Séjour à Québec. — Résidence à la Rivière-Ouelle. — Mort de M. P. Casgrain.


Peu de temps après notre retour à Québec, dans une visite que nous fîmes à Mgr Plessis, cet Évêque enjoignit à mon mari de faire partie de la Congrégation de la Sainte-Vierge, en lui disant : « Charles, je t’ai marié, il faut qu’en retour que tu te joignes à la congrégation et fasses en sorte d’y faire entrer quelques autres de tes amis. Les villes prospèrent là où cette société fleurit. » Votre père y entra, et fut toujours un fervent congréganiste. Il récitait l’office de la Sainte-Vierge tous les dimanches matin ; et quand les aînés de nos enfants étaient en vacances, il psalmodiait l’office avec eux.

Au mois de mai 1825, nous quittâmes le logement que nous avions occupé jusque là. Cette maison, comme je l’ai dit, était située sur la rue des Carrières, faisant face au jardin du gouverneur. Nous prîmes possession de la maison de la rue Buade, dont votre père avait acquis la propriété, et qu’il avait fait réparer. Nous y demeurâmes tout le temps que nous avons séjourné à Québec. Charles et Philippe naquirent dans cette maison : le premier, le 3 août 1825 ; et le second, le 30 décembre 1826. Par une heureuse coïncidence, mon père se trouva à Québec lors de la naissance de Charles et en fut le parrain avec Mme Panet. À cette époque, il descendit à la Rivière-Ouelle avec votre père, qui lui fit faire connaissance de la famille Casgrain. Votre grand-père Casgrain étant malade cessa de tenir maison et vint passer l’hiver avec nous.

Au commencement du mois de décembre, mon mari partit de Québec avec M. Vital Têtu, dans le dessein de se rendre à Montréal ; mais arrivé à Yamachiche, ayant bu un verre de lait il se sentit glacé ; cependant il continua son voyage jusqu’à la Rivière-du-Loup chez Mme Vve Gagnon, aïeule de M. Ernest Gagnon, si bien connu aujourd’hui à Québec.
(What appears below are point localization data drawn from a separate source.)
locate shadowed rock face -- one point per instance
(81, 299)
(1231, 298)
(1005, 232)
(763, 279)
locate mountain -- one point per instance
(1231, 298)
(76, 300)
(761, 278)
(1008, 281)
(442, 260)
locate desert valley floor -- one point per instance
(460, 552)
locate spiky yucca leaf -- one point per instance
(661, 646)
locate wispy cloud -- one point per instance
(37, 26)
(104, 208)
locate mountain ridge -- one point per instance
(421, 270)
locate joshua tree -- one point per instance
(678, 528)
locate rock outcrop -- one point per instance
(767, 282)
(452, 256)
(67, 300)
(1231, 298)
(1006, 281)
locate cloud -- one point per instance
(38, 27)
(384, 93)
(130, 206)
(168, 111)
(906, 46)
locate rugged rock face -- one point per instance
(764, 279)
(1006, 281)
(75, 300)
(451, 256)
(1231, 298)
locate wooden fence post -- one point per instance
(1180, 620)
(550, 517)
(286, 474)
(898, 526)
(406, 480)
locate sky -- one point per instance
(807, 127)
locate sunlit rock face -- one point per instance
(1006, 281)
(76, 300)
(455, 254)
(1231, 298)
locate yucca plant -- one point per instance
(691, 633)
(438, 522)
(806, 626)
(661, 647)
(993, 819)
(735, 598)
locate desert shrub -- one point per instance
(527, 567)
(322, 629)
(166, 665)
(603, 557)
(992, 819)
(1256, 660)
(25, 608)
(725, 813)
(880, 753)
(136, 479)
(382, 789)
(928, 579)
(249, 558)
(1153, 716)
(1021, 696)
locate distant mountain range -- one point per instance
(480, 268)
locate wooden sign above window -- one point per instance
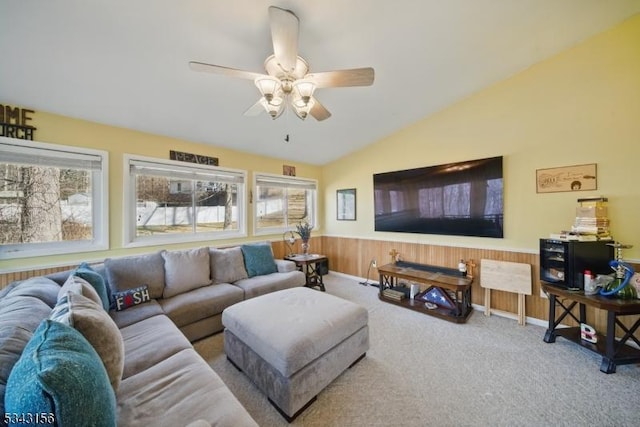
(193, 158)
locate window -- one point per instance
(53, 199)
(171, 201)
(281, 202)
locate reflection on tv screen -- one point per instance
(460, 199)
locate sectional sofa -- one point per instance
(110, 344)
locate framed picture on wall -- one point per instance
(567, 178)
(346, 204)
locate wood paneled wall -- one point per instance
(353, 256)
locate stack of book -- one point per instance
(591, 223)
(592, 219)
(395, 295)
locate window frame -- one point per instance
(99, 198)
(281, 180)
(130, 239)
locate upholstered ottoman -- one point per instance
(293, 343)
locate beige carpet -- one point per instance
(424, 371)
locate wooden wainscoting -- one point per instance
(7, 278)
(352, 256)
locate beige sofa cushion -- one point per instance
(149, 342)
(131, 272)
(201, 303)
(227, 265)
(177, 391)
(185, 270)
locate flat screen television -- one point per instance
(460, 199)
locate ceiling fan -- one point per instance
(288, 81)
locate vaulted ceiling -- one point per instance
(125, 63)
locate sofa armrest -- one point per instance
(285, 266)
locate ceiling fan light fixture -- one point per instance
(302, 111)
(268, 86)
(303, 90)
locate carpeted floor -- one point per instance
(424, 371)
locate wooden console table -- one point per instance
(614, 352)
(448, 280)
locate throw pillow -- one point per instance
(227, 265)
(129, 272)
(60, 373)
(185, 270)
(258, 260)
(98, 328)
(96, 280)
(130, 297)
(78, 285)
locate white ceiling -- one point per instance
(125, 62)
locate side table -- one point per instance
(614, 352)
(309, 265)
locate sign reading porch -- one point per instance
(14, 122)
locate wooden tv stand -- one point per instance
(449, 280)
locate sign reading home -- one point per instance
(14, 122)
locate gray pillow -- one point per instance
(227, 265)
(185, 270)
(78, 285)
(95, 324)
(131, 272)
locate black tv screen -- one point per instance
(460, 199)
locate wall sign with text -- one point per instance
(14, 122)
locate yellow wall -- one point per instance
(117, 141)
(581, 106)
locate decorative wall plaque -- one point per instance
(193, 158)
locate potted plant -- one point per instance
(304, 231)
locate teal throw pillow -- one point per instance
(97, 281)
(258, 260)
(60, 376)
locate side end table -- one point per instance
(310, 266)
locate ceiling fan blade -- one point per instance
(284, 35)
(218, 69)
(256, 109)
(343, 78)
(319, 112)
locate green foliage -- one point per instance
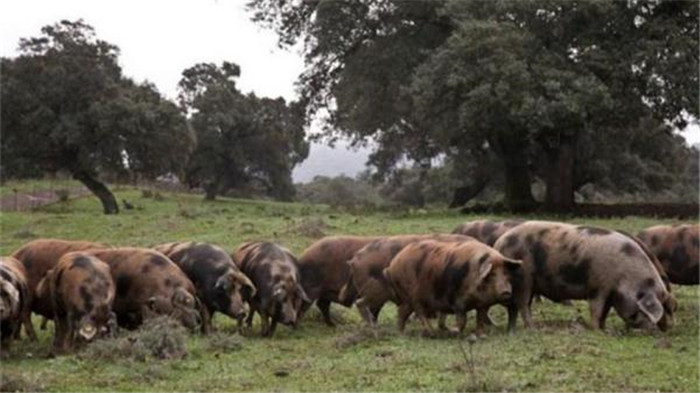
(66, 106)
(560, 355)
(539, 84)
(242, 140)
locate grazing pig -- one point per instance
(610, 269)
(486, 231)
(367, 282)
(324, 270)
(81, 290)
(14, 298)
(147, 284)
(220, 285)
(431, 277)
(273, 270)
(38, 257)
(676, 247)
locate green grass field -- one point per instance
(560, 355)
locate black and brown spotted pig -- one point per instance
(38, 257)
(273, 270)
(14, 298)
(324, 270)
(221, 286)
(81, 289)
(676, 247)
(367, 283)
(431, 277)
(486, 231)
(610, 269)
(147, 284)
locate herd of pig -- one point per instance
(89, 289)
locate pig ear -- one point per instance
(222, 284)
(485, 269)
(302, 294)
(512, 263)
(244, 280)
(651, 307)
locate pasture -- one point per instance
(560, 355)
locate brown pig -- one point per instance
(147, 284)
(610, 269)
(367, 282)
(676, 247)
(486, 231)
(221, 286)
(324, 270)
(81, 290)
(38, 257)
(431, 277)
(14, 298)
(273, 270)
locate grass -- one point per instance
(561, 355)
(29, 186)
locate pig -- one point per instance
(81, 290)
(273, 270)
(431, 277)
(485, 231)
(14, 299)
(220, 285)
(38, 257)
(676, 247)
(367, 284)
(148, 284)
(608, 268)
(324, 270)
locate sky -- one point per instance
(158, 39)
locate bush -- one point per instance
(63, 194)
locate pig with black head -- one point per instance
(608, 268)
(367, 282)
(220, 284)
(274, 272)
(81, 290)
(325, 272)
(431, 277)
(149, 284)
(678, 249)
(38, 257)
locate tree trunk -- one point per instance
(560, 176)
(518, 187)
(210, 191)
(109, 203)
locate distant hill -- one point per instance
(327, 161)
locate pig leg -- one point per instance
(427, 328)
(206, 320)
(461, 321)
(264, 324)
(405, 311)
(325, 306)
(512, 317)
(365, 312)
(29, 327)
(599, 308)
(442, 317)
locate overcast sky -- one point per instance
(158, 39)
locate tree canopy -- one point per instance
(242, 140)
(67, 106)
(533, 83)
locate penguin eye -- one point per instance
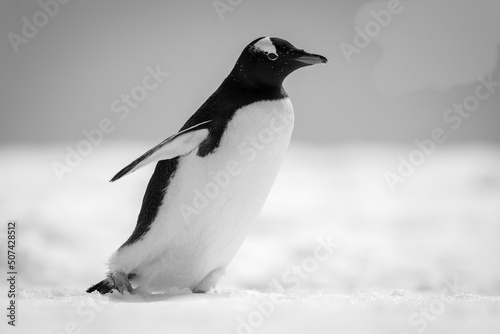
(272, 56)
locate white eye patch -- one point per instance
(266, 45)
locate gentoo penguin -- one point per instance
(211, 178)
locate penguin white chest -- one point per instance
(225, 190)
(211, 201)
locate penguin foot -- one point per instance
(117, 280)
(209, 282)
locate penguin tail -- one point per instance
(116, 280)
(103, 287)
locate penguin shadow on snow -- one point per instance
(140, 296)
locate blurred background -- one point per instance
(397, 72)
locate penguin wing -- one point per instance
(179, 144)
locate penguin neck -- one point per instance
(253, 80)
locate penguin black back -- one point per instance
(257, 76)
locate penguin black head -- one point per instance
(269, 60)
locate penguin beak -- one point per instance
(309, 58)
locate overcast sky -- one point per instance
(396, 81)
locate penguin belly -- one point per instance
(211, 202)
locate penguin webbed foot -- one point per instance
(121, 282)
(115, 281)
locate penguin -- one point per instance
(211, 178)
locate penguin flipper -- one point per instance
(179, 144)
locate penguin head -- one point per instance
(269, 60)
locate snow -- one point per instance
(423, 258)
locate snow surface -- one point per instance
(423, 258)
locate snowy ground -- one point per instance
(423, 258)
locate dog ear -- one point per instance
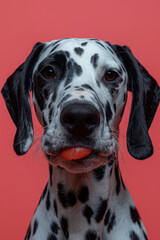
(16, 93)
(145, 100)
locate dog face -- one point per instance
(79, 93)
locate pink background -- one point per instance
(23, 23)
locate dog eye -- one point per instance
(111, 75)
(48, 72)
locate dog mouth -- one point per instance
(78, 159)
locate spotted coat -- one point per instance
(79, 93)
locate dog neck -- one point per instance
(82, 199)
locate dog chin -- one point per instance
(83, 165)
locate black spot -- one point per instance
(101, 44)
(48, 201)
(54, 48)
(107, 217)
(28, 233)
(114, 91)
(35, 226)
(114, 106)
(108, 112)
(84, 44)
(51, 236)
(101, 209)
(67, 87)
(54, 227)
(88, 212)
(90, 235)
(47, 143)
(99, 173)
(64, 225)
(77, 88)
(135, 216)
(50, 173)
(112, 222)
(66, 198)
(55, 208)
(86, 86)
(133, 236)
(77, 69)
(94, 60)
(83, 195)
(79, 51)
(145, 236)
(46, 93)
(117, 180)
(64, 99)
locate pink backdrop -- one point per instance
(134, 23)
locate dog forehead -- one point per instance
(81, 49)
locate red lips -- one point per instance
(75, 153)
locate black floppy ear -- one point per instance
(16, 93)
(145, 100)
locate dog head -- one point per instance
(79, 91)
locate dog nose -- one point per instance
(80, 119)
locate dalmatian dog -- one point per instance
(79, 91)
Là il fut pris de la fièvre qui le tint jusqu’à la fin de janvier. Votre père conserva une vive reconnaissance envers cette excellente famille pour les soins et les attentions dont il fut l’objet pendant tout le cours de sa maladie, et je me plais aujourd’hui à vous rappeler le souvenir de cette dame et de ses deux enfants, Édouard et Henriette, avec lesquels je fis connaissance, dans le temps.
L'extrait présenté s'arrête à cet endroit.